Benvenuti nell'era dei ritorni decrescenti


lunedì 11 aprile 2016

Votare si al Referendum: L'appello di "Climalteranti"


Documento del comitato scientifico del gruppo "Climalteranti"

Perché votare SÌ al referendum del 17 aprile


L’Accordo di Parigi si basa su un incremento sistematico dell’ambizione nella riduzione delle emissioni. In questo contesto, porre limiti allo sfruttamento di gas e petrolio in Adriatico diventa un modo per iniziare ad implementarlo. Climalteranti suggerisce di votare Sì al referendum del 17 aprile, per segnalare chiaramente l’urgenza di rottamare il modello energetico basato sui combustibili fossili. Una scelta strategica per una nazione come l’Italia, ricca di sole e di mare, con un turismo da salvaguardare e promuovere.

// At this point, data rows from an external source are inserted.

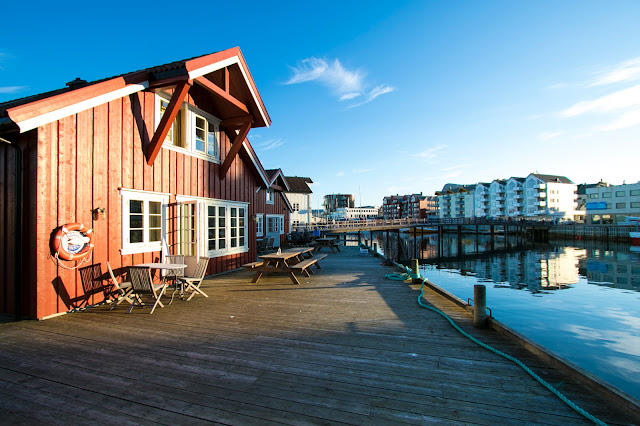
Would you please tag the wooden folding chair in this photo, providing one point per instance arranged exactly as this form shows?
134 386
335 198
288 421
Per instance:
92 282
123 289
142 285
193 283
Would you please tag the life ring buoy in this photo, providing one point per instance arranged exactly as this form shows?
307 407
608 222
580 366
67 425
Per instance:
73 241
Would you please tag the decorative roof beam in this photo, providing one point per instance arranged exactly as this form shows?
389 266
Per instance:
235 147
179 94
207 84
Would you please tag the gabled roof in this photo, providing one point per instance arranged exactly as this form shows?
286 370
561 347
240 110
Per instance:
214 72
551 178
299 185
277 180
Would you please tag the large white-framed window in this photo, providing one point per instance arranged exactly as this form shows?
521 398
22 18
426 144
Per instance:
275 224
144 217
193 131
225 227
259 225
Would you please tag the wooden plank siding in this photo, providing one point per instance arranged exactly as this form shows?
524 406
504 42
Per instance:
80 163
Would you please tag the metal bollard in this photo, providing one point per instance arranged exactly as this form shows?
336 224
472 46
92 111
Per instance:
479 306
415 267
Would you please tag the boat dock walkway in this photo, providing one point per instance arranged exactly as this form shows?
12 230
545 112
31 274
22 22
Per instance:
346 346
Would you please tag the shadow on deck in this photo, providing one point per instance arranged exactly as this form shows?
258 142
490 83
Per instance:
346 346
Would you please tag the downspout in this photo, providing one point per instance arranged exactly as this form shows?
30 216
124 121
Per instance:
18 237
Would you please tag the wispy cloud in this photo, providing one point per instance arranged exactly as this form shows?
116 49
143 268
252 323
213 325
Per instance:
271 144
621 99
626 71
549 135
345 84
357 171
12 89
432 152
628 119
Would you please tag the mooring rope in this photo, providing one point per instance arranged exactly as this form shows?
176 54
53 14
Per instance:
408 274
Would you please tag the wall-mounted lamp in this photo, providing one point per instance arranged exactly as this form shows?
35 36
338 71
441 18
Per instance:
99 213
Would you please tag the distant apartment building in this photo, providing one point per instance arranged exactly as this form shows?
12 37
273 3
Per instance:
299 196
412 206
455 201
333 202
612 203
536 196
354 213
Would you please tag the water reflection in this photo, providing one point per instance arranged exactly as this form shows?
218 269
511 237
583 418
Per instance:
594 321
519 263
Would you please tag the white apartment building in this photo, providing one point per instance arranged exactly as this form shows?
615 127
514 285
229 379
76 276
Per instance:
351 213
497 198
550 197
455 201
537 196
515 197
481 199
612 203
299 197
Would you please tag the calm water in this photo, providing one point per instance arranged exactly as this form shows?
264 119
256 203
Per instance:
579 299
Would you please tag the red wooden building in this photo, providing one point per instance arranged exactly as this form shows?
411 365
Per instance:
155 161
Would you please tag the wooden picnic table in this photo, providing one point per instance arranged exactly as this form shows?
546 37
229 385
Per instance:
332 243
288 261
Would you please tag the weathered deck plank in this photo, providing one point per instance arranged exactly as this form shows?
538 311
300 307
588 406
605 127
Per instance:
346 346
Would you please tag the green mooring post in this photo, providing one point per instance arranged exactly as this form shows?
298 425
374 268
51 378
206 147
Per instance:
479 306
415 267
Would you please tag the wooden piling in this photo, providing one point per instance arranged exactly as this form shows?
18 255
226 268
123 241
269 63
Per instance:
479 306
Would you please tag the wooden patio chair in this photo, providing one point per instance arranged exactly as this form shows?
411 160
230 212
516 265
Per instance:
142 285
193 283
91 277
174 273
122 290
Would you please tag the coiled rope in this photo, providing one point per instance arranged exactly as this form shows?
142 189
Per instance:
407 274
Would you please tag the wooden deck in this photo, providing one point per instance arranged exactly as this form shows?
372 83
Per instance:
346 346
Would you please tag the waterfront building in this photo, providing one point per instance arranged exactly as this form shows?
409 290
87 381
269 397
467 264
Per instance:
481 200
347 213
515 197
536 196
411 206
550 197
155 162
456 201
299 196
612 203
333 202
497 198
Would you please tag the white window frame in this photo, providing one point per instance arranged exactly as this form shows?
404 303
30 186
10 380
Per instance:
145 246
279 224
259 225
189 115
203 205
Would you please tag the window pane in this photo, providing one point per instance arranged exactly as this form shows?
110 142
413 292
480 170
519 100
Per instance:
135 236
154 207
155 221
135 221
154 235
135 206
212 140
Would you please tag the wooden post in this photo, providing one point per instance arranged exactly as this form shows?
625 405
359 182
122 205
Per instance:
479 306
415 267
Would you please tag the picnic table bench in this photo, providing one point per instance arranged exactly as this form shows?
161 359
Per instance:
305 265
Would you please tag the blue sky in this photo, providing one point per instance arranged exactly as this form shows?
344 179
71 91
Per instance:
379 98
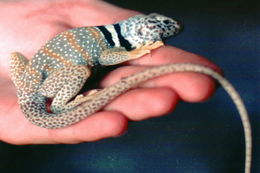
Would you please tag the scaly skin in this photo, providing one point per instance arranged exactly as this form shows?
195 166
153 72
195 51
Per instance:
61 67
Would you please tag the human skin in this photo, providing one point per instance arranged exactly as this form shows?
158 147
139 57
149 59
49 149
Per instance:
25 26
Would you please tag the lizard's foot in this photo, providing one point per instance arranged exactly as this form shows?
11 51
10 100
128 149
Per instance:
141 51
81 98
152 45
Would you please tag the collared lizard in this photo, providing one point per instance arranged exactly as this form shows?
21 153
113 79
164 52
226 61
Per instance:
61 67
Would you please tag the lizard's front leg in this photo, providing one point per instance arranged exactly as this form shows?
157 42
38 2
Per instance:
64 84
119 55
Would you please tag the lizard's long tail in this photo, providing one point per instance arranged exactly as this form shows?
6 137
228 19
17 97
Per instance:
104 96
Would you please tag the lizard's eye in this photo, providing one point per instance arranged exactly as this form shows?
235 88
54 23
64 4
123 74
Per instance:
166 22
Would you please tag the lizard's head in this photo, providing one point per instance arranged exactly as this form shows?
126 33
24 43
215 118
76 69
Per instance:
141 29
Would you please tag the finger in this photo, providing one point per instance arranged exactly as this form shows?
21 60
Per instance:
148 103
93 13
98 126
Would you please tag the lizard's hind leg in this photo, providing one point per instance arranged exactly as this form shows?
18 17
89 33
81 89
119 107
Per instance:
18 64
64 84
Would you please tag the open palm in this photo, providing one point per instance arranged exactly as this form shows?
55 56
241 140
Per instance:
25 27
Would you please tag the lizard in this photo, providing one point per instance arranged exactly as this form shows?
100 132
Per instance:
61 67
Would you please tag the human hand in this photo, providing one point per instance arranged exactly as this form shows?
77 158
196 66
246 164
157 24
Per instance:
26 27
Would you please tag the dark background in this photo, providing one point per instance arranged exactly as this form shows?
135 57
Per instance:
196 138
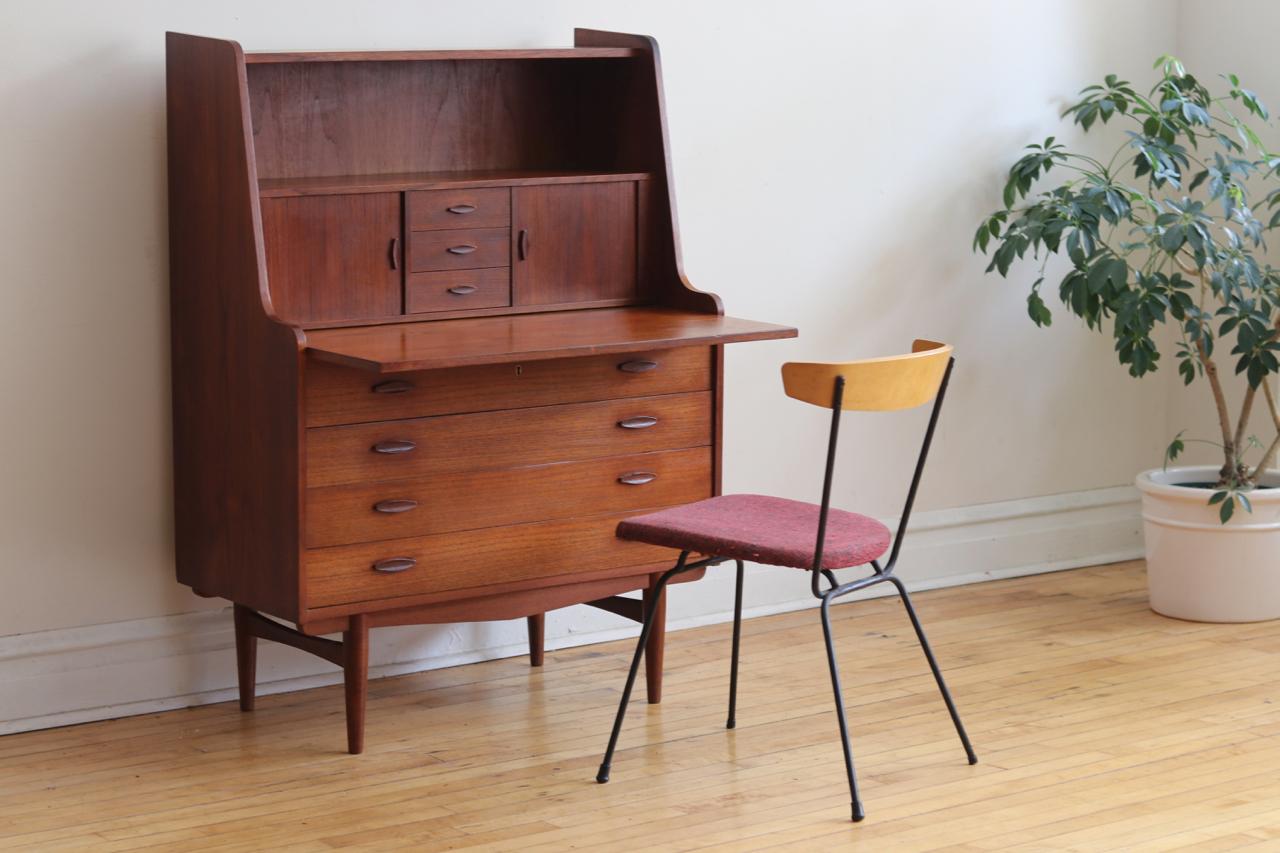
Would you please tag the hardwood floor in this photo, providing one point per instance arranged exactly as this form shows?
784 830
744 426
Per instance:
1100 726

Abbiamo già raccontato in passato come molti scienziati, dopo aver individuato le cause dei cambiamenti climatici (principalmente le emissioni da fonti energetiche fossili e la deforestazione), dopo aver previsto le mutazioni del sistema climatico, dopo aver mostrato le possibilità di opzioni alternative ed averle discusse, sentono di non fare abbastanza per il clima.

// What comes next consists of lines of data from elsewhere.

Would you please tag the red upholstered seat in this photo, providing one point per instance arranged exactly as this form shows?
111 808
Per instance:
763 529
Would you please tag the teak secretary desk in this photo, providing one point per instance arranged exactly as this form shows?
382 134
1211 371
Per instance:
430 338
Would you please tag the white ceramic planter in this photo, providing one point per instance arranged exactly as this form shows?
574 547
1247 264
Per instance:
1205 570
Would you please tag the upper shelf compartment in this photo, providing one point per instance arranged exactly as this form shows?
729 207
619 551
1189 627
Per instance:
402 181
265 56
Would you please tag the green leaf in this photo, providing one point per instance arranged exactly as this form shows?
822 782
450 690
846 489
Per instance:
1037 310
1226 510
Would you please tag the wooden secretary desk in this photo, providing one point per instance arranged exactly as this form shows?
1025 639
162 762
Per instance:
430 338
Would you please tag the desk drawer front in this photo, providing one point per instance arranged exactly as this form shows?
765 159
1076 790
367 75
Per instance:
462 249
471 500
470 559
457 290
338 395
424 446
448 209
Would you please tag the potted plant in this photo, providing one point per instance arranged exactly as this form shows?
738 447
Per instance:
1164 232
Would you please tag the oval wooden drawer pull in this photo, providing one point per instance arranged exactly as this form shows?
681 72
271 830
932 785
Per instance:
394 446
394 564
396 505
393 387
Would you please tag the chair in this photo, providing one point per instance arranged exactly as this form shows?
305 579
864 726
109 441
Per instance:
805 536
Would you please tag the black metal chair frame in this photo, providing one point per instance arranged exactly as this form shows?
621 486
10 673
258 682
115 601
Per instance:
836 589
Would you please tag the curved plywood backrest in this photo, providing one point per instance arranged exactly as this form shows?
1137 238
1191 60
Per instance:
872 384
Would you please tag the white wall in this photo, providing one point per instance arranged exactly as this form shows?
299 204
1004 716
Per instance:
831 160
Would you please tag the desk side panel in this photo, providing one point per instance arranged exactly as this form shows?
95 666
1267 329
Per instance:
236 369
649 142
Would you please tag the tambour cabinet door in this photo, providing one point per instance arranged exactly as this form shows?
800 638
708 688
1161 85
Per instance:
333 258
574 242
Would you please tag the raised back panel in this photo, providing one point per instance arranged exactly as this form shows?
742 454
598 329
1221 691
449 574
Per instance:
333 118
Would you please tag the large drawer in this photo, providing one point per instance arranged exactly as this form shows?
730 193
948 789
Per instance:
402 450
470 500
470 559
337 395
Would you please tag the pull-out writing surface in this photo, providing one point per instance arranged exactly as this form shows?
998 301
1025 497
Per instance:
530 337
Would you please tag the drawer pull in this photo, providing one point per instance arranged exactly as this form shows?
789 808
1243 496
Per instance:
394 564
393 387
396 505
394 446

Abbiamo visto gli allarmi degli scienziati trattati con sufficienza ed accantonati dal dibattito politico, intriso di attendismi e disinteresse. “Non sono uno scienziato, ma non credo che ci sia un problema climatico”, “il clima è sempre cambiato/ gli scienziati non sono del tutto sicuri”, sono ritornelli sentiti ormai troppo.

Ora il voto referendario sulle concessioni petrolifere entro le 12 miglia dalla costa pone una scelta secca, che riguarda anche le politiche climatiche ed energetiche dei prossimi anni.

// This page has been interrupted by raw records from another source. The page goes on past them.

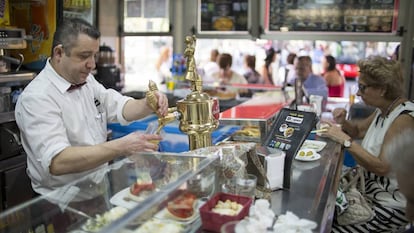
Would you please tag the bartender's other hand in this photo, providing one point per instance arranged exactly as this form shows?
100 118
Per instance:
139 142
335 133
339 115
162 103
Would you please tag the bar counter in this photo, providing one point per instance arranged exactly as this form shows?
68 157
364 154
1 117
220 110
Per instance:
312 194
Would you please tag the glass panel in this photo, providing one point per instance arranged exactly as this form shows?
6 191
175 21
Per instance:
332 15
146 58
146 16
223 15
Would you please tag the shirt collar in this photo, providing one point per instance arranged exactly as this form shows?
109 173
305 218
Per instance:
62 84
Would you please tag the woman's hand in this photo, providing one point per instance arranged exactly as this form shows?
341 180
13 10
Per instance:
335 133
339 115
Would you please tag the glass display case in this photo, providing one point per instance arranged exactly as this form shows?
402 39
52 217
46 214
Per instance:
379 16
135 194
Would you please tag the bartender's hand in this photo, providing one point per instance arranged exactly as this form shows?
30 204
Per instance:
139 142
162 103
339 115
335 133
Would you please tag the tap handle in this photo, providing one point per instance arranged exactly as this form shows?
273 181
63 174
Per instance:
151 98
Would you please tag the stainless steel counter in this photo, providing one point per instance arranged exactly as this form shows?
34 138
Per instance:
313 188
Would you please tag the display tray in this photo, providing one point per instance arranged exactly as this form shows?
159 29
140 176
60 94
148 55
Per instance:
313 144
123 199
307 155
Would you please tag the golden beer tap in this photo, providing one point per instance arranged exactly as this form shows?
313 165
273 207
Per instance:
198 113
153 103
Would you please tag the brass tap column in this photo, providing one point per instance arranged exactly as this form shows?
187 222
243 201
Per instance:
199 112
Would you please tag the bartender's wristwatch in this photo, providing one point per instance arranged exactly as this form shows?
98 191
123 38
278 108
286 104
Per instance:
347 143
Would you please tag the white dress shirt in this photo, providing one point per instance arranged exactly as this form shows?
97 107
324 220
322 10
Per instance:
51 118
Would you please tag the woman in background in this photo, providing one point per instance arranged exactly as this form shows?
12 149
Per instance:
226 76
334 79
267 70
251 74
381 86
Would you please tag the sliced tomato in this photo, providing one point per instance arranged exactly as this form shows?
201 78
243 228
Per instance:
182 206
136 189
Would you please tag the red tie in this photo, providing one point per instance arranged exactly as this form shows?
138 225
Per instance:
76 86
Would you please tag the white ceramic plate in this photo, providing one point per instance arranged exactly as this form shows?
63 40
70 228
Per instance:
121 199
166 215
307 155
313 144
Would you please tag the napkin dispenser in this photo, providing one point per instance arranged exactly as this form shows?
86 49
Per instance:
273 162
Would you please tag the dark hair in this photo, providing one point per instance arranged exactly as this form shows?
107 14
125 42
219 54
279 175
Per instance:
270 53
225 60
291 58
305 60
250 61
68 30
214 54
381 72
331 62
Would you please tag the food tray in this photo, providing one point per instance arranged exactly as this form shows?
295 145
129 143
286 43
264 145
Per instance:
212 221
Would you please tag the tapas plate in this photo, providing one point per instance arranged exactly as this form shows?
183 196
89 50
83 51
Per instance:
307 155
314 144
123 198
164 214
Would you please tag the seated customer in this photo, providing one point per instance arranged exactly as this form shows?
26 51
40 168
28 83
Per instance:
312 83
381 86
251 74
401 154
226 76
333 78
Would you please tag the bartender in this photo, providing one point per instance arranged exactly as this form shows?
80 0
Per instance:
63 113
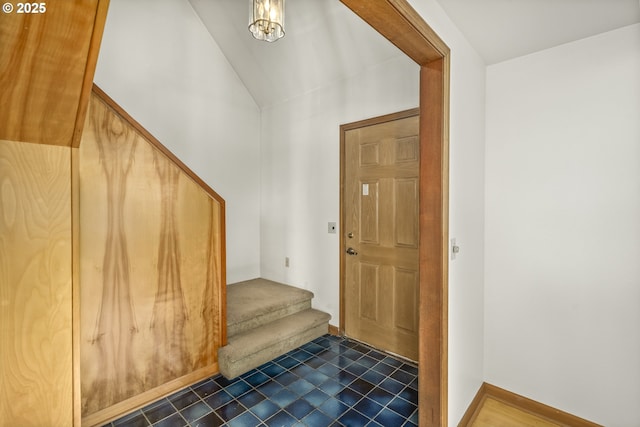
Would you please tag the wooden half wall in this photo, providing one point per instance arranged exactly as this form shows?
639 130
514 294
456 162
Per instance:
151 266
112 275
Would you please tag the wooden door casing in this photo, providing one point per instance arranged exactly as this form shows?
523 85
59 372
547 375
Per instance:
381 213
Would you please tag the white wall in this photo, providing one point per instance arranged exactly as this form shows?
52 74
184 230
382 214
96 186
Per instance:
158 61
300 178
562 277
301 174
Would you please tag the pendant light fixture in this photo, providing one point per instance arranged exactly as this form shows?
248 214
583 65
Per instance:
266 19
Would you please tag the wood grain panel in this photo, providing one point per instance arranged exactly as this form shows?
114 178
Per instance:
406 300
369 212
369 289
48 61
381 280
150 269
405 28
35 286
406 212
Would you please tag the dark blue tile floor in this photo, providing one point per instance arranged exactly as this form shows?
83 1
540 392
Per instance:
330 381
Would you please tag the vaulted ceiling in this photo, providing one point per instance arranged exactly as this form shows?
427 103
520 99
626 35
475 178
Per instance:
326 42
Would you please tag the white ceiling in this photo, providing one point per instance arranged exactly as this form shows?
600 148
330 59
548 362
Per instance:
505 29
326 42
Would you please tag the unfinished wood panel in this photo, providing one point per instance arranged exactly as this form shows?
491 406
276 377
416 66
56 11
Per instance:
150 270
48 61
35 286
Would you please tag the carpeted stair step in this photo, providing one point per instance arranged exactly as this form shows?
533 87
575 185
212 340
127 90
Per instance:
252 348
256 302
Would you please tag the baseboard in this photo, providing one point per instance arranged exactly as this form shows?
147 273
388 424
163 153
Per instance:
522 403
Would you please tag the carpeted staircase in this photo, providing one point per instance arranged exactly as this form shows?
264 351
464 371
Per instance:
266 319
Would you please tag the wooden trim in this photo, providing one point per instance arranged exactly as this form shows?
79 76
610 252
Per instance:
120 410
434 158
474 407
563 419
379 119
404 27
90 70
397 21
75 285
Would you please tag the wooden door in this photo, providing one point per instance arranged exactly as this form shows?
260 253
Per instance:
381 233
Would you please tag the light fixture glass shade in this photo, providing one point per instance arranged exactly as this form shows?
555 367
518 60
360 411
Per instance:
266 19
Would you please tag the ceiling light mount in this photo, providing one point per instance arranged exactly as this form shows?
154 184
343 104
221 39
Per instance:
266 19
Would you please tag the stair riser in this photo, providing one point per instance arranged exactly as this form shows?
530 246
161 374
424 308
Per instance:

Qui sotto sono riportate le ragioni per cui il Comitato Scientifico di Climalteranti ritiene che sia necessario votare Sì.



1. La scienza chiede azioni urgenti e radicali per ridurre le emissioni


Il Quinto rapporto dell’IPCC ha mostrato come, se si vuole limitare l’incremento di temperatura, è necessario ridurre drasticamente le emissioni di gas serra. Si sta chiudendo la finestra temporale di opportunità nella quale possiamo contenere l’aumento delle temperature medie entro i 2°C. Il Sommario per i decisori politici del Quinto Rapporto termina mostrando i percorsi divergenti, le scelte dicotomiche che a breve siamo tutti chiamati a prendere; la prima, l’Accordo di Parigi, è già stata fatta (con un invito a imboccare un preciso percorso di riduzione delle emissioni – art. 4).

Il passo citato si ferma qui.